In Federalist No. 44, James Madison noted that the Necessary and Proper Clause had been “assailed” more than almost any other. He defended it on the grounds that it was the best option available, and if lawmakers abused it, it was subject to the same safeguards built into the Constitution that checked Congress’s power. If Congress went outside the bounds of the power delegated to it, the executive and judicial branches would provide checks against it, and of course the people could vote out bad Congressmen:
“[I]n the last resort a remedy must be obtained from the people who can, by the election of more faithful representatives, annul the acts of the usurpers” (James Madison, Federalist No. 44, 1788).

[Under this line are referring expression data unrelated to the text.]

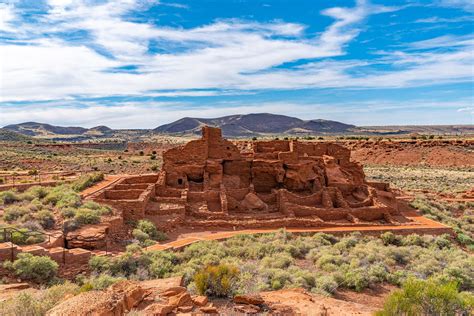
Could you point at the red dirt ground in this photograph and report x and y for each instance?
(427, 153)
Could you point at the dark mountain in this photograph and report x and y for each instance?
(47, 130)
(256, 124)
(7, 135)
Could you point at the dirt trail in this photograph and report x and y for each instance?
(414, 153)
(109, 180)
(420, 225)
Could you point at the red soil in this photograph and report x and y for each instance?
(429, 153)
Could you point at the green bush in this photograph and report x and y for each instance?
(37, 303)
(62, 197)
(45, 218)
(428, 297)
(219, 281)
(140, 235)
(35, 268)
(37, 191)
(69, 212)
(14, 212)
(9, 197)
(99, 282)
(23, 236)
(86, 216)
(87, 181)
(149, 228)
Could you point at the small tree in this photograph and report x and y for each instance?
(217, 280)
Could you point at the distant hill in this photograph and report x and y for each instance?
(7, 135)
(256, 124)
(50, 131)
(240, 125)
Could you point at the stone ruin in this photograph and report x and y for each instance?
(213, 182)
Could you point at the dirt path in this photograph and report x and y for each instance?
(421, 225)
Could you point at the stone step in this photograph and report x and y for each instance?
(169, 199)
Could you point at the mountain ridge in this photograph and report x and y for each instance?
(256, 124)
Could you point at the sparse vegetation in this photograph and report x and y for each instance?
(320, 263)
(40, 208)
(35, 268)
(428, 297)
(219, 281)
(422, 178)
(459, 215)
(39, 302)
(89, 180)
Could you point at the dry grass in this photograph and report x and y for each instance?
(423, 178)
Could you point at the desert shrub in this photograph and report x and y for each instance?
(9, 197)
(14, 212)
(86, 216)
(162, 264)
(87, 181)
(35, 268)
(37, 303)
(140, 235)
(428, 297)
(281, 260)
(326, 284)
(389, 238)
(32, 225)
(23, 236)
(356, 278)
(68, 212)
(99, 264)
(62, 196)
(149, 228)
(45, 218)
(413, 240)
(37, 191)
(99, 282)
(219, 281)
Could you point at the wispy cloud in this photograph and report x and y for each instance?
(227, 54)
(153, 114)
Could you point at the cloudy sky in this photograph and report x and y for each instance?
(143, 63)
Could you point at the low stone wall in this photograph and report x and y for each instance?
(25, 186)
(132, 194)
(63, 256)
(147, 178)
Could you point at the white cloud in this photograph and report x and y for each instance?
(227, 54)
(466, 5)
(438, 20)
(153, 114)
(7, 16)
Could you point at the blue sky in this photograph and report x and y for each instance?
(143, 63)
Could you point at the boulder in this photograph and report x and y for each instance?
(158, 309)
(132, 293)
(116, 300)
(181, 299)
(247, 309)
(252, 299)
(254, 203)
(200, 300)
(172, 291)
(209, 310)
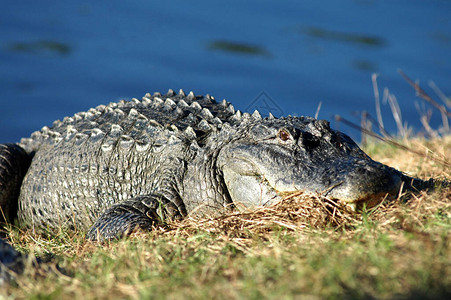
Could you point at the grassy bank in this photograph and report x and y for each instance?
(307, 247)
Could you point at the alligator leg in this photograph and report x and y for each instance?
(14, 163)
(121, 219)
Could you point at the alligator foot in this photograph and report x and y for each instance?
(124, 218)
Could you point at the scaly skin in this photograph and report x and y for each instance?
(135, 163)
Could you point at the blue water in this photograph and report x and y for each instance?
(61, 57)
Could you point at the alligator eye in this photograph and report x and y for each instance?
(284, 135)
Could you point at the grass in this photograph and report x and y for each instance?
(306, 247)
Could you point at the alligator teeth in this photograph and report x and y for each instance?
(133, 113)
(141, 146)
(191, 96)
(191, 118)
(45, 129)
(236, 117)
(119, 112)
(173, 139)
(169, 103)
(100, 107)
(256, 115)
(204, 126)
(121, 103)
(125, 142)
(171, 93)
(107, 146)
(68, 120)
(173, 128)
(157, 102)
(80, 138)
(182, 103)
(152, 122)
(146, 101)
(79, 116)
(116, 130)
(190, 133)
(56, 123)
(178, 111)
(216, 120)
(97, 134)
(246, 117)
(112, 105)
(206, 114)
(142, 118)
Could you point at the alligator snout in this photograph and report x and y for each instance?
(365, 182)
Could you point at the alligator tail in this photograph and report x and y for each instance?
(14, 163)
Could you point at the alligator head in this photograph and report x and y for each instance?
(275, 156)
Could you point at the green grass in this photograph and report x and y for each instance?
(399, 250)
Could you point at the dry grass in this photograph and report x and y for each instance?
(305, 247)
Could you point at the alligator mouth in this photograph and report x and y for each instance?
(368, 185)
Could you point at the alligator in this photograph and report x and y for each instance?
(133, 164)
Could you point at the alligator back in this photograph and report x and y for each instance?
(88, 162)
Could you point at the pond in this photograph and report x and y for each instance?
(287, 57)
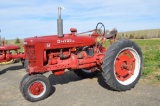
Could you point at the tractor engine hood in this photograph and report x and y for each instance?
(53, 41)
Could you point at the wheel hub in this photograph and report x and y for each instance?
(36, 88)
(124, 65)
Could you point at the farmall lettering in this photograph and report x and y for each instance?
(65, 41)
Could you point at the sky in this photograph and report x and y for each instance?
(27, 18)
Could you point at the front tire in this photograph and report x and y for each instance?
(122, 65)
(36, 87)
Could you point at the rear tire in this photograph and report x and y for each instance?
(86, 73)
(36, 87)
(122, 65)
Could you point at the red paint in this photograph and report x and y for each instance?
(5, 54)
(51, 53)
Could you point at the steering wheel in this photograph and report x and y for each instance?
(100, 29)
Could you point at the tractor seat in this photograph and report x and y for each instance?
(111, 33)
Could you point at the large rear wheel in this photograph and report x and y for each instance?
(122, 65)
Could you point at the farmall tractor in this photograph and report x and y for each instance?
(120, 64)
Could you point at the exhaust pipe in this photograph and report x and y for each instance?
(0, 38)
(60, 23)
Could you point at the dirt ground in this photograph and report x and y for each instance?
(70, 90)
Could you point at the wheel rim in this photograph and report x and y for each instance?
(89, 70)
(37, 89)
(127, 66)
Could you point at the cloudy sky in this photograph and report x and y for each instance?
(26, 18)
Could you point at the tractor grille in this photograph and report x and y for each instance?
(30, 54)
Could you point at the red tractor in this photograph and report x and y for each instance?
(120, 64)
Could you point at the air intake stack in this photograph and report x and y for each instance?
(60, 23)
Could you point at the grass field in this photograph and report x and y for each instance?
(151, 54)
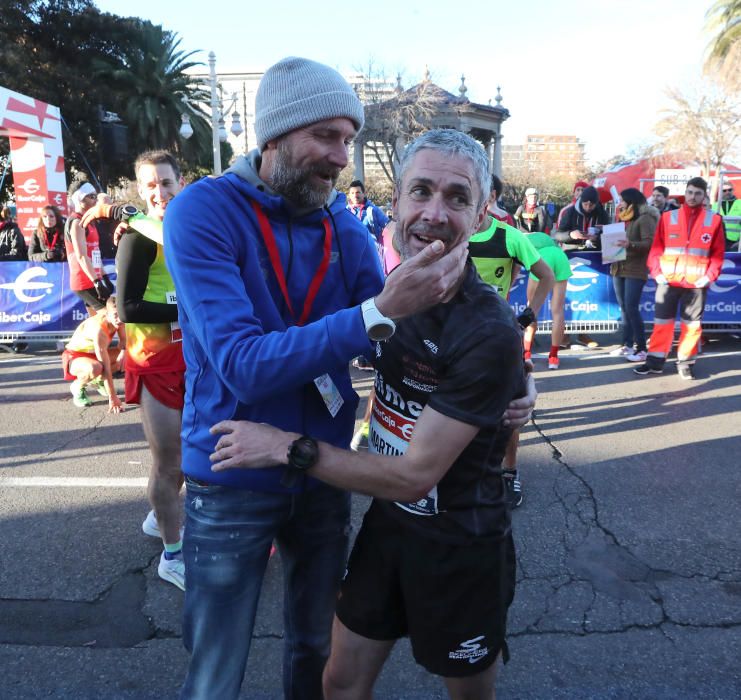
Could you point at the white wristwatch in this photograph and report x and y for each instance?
(377, 326)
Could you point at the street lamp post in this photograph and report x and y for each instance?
(215, 113)
(218, 130)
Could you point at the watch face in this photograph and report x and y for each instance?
(303, 453)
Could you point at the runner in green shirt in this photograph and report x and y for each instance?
(498, 250)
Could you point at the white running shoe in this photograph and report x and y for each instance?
(173, 571)
(621, 352)
(151, 527)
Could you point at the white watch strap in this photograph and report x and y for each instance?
(377, 326)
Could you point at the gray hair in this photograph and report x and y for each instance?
(452, 143)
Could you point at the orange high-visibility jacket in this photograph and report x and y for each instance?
(684, 255)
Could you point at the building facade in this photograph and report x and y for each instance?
(546, 155)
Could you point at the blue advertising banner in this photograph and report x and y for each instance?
(590, 296)
(35, 298)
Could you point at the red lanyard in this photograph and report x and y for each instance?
(53, 244)
(316, 282)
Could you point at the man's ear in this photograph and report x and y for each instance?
(481, 216)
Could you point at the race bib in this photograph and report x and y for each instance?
(389, 434)
(330, 394)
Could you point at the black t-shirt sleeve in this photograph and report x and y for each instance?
(483, 371)
(135, 256)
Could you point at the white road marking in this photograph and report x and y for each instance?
(72, 482)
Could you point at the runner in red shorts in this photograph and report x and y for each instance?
(155, 369)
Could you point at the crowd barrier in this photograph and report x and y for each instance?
(36, 303)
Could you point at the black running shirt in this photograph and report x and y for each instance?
(464, 359)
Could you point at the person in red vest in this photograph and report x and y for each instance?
(87, 277)
(685, 259)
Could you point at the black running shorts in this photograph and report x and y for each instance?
(450, 599)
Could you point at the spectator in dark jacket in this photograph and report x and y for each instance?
(47, 242)
(582, 222)
(12, 243)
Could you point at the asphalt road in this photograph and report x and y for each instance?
(629, 546)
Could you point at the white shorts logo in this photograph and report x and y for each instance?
(470, 650)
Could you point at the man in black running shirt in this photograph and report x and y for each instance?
(434, 559)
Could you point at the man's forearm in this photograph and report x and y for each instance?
(253, 445)
(390, 478)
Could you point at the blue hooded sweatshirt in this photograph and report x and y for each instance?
(245, 357)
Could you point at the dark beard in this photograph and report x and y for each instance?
(293, 183)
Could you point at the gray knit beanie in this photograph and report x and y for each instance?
(296, 92)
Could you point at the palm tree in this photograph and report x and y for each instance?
(723, 19)
(154, 89)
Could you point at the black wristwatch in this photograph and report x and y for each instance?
(127, 211)
(526, 317)
(302, 456)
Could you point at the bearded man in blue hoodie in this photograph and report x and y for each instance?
(278, 286)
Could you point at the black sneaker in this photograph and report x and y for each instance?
(362, 363)
(645, 368)
(513, 487)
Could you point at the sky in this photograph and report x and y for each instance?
(596, 70)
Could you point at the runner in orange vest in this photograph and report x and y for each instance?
(685, 259)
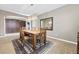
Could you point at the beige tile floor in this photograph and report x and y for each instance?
(58, 47)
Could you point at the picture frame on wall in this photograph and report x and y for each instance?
(47, 23)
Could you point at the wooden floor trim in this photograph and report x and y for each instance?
(62, 40)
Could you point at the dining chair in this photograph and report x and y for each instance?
(24, 37)
(41, 38)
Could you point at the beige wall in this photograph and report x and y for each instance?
(65, 22)
(4, 14)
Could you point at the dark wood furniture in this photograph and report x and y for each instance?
(14, 25)
(34, 34)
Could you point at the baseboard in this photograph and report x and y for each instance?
(62, 40)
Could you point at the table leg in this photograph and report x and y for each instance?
(34, 41)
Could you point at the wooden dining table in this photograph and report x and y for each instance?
(34, 35)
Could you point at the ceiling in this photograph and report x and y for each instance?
(29, 9)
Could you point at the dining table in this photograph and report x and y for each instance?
(34, 34)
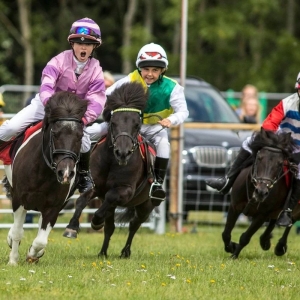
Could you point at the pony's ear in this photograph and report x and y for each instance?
(263, 132)
(106, 114)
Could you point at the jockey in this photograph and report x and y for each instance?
(72, 70)
(283, 117)
(166, 100)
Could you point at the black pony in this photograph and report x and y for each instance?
(261, 189)
(44, 170)
(118, 168)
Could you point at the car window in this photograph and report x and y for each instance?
(206, 105)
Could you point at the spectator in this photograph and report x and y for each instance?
(2, 103)
(249, 111)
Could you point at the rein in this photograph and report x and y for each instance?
(66, 153)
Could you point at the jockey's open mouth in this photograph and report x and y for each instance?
(83, 54)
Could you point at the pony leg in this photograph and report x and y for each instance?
(232, 217)
(109, 229)
(246, 236)
(37, 249)
(281, 246)
(265, 238)
(15, 235)
(72, 228)
(142, 213)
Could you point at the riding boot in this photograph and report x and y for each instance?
(224, 184)
(85, 179)
(285, 217)
(2, 144)
(160, 169)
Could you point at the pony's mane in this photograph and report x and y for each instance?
(268, 138)
(128, 95)
(64, 104)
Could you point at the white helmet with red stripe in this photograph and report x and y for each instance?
(85, 31)
(152, 55)
(297, 85)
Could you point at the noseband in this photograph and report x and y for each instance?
(269, 182)
(134, 140)
(66, 153)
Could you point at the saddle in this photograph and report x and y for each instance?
(9, 150)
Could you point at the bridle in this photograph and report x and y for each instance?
(269, 182)
(66, 153)
(134, 139)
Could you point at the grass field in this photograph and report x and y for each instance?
(169, 266)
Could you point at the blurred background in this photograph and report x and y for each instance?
(230, 43)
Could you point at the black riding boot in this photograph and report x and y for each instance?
(85, 180)
(285, 217)
(160, 169)
(224, 184)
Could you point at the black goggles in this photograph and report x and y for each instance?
(85, 31)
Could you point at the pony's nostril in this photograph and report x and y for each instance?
(60, 174)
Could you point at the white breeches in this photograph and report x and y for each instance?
(34, 112)
(160, 139)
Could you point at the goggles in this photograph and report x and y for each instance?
(85, 31)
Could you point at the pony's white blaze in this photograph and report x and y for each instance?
(15, 235)
(66, 175)
(70, 124)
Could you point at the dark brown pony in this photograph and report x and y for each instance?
(118, 169)
(260, 190)
(44, 171)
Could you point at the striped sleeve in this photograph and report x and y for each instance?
(274, 118)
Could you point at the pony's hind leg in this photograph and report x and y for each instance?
(231, 219)
(141, 215)
(247, 235)
(109, 229)
(281, 246)
(265, 238)
(37, 249)
(15, 235)
(72, 228)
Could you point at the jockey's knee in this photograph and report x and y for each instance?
(8, 130)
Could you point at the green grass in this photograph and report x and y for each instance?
(169, 266)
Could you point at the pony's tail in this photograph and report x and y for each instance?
(124, 215)
(7, 187)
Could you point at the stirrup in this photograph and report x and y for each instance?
(225, 186)
(285, 219)
(153, 188)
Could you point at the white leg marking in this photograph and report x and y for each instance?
(15, 235)
(39, 244)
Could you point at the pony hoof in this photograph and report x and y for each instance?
(97, 227)
(70, 233)
(280, 250)
(32, 260)
(12, 263)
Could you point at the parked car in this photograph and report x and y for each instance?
(207, 152)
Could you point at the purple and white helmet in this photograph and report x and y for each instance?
(152, 55)
(85, 31)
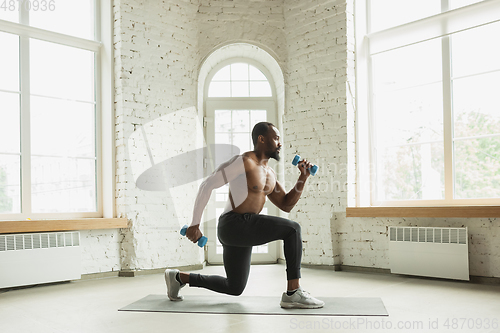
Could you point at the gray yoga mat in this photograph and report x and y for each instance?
(222, 304)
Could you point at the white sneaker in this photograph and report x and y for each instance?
(173, 286)
(301, 299)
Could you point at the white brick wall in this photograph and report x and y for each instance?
(258, 22)
(315, 118)
(155, 72)
(159, 47)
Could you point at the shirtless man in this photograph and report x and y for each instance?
(241, 226)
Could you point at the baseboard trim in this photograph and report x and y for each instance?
(324, 267)
(101, 275)
(363, 269)
(485, 280)
(138, 272)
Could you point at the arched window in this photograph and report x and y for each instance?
(239, 95)
(239, 80)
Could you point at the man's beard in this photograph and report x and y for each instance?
(276, 155)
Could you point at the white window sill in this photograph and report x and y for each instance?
(443, 211)
(7, 227)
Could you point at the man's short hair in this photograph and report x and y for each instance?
(261, 128)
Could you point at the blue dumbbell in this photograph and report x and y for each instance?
(312, 170)
(201, 242)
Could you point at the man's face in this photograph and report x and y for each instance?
(273, 143)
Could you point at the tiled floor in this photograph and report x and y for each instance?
(413, 304)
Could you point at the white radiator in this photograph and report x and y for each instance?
(27, 259)
(433, 252)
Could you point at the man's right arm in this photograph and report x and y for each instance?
(225, 173)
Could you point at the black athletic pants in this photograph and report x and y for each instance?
(237, 234)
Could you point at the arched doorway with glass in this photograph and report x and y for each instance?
(239, 93)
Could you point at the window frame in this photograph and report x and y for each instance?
(368, 44)
(104, 110)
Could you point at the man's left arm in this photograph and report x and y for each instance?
(286, 201)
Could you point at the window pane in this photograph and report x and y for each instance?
(62, 128)
(223, 138)
(476, 50)
(408, 98)
(61, 185)
(476, 105)
(10, 184)
(239, 72)
(461, 3)
(10, 120)
(223, 75)
(241, 121)
(10, 12)
(219, 89)
(222, 120)
(411, 172)
(477, 168)
(256, 75)
(221, 152)
(412, 115)
(390, 13)
(260, 89)
(61, 71)
(242, 141)
(9, 62)
(408, 66)
(257, 116)
(239, 89)
(70, 17)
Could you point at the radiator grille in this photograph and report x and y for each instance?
(38, 241)
(428, 235)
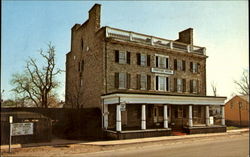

But Hamilton’s and Madison’s arguments were not convincing to Patrick Henry. The old republican Henry had “smelt a rat” and therefore declined to attend the Convention. The great orator who a decade earlier had rallied his fellow Virginians against the British crying “Give me liberty, or give me death!” this time put his great speaking skills to work against the new plan of government. He was suspicious of the Constitution for many reasons. For one thing, it began, “We the people,” rather than with a list of the states, as the Articles of Confederation had. Henry asserted that this meant the national government was now over all the people. What, then, would become of the states? Henry was utterly convinced that the plan of government he saw in the Constitution would lead to a “consolidated” government, or one that would overpower all the states. He warned,
“Guard with jealous attention the public liberty. Suspect everyone who approaches that jewel. Unfortunately, nothing will preserve it but downright force. Whenever you give up that force, you are inevitably ruined” (Patrick Henry, Virginia Convention on the Ratification of the Constitution, 1788).
His fellow Virginian George Mason was equally opposed to the Constitution. Mason had attended the Convention but, in the end, refused to sign his name to the document because he believed the rights of the people were not safe. He had many objections to the document, and one was that it lacked a bill of rights.
He and Elbridge Gerry had called for a bill of rights to be included in the document at the Convention. They pointed out that since the Constitution was supreme over state law, state bills of rights were no security. Their appeals were rejected, however, and the Constitution did not include a bill of rights. The Constitution was sent to the states for ratification, and the stage was set for a debate on the merits of the Constitution, including the need for a bill of rights.
Perhaps the most important and radical thing about the ratification debate is that it was a debate. It was a national conversation in which the engagement centered on persuasion and reasonable negotiation, not force.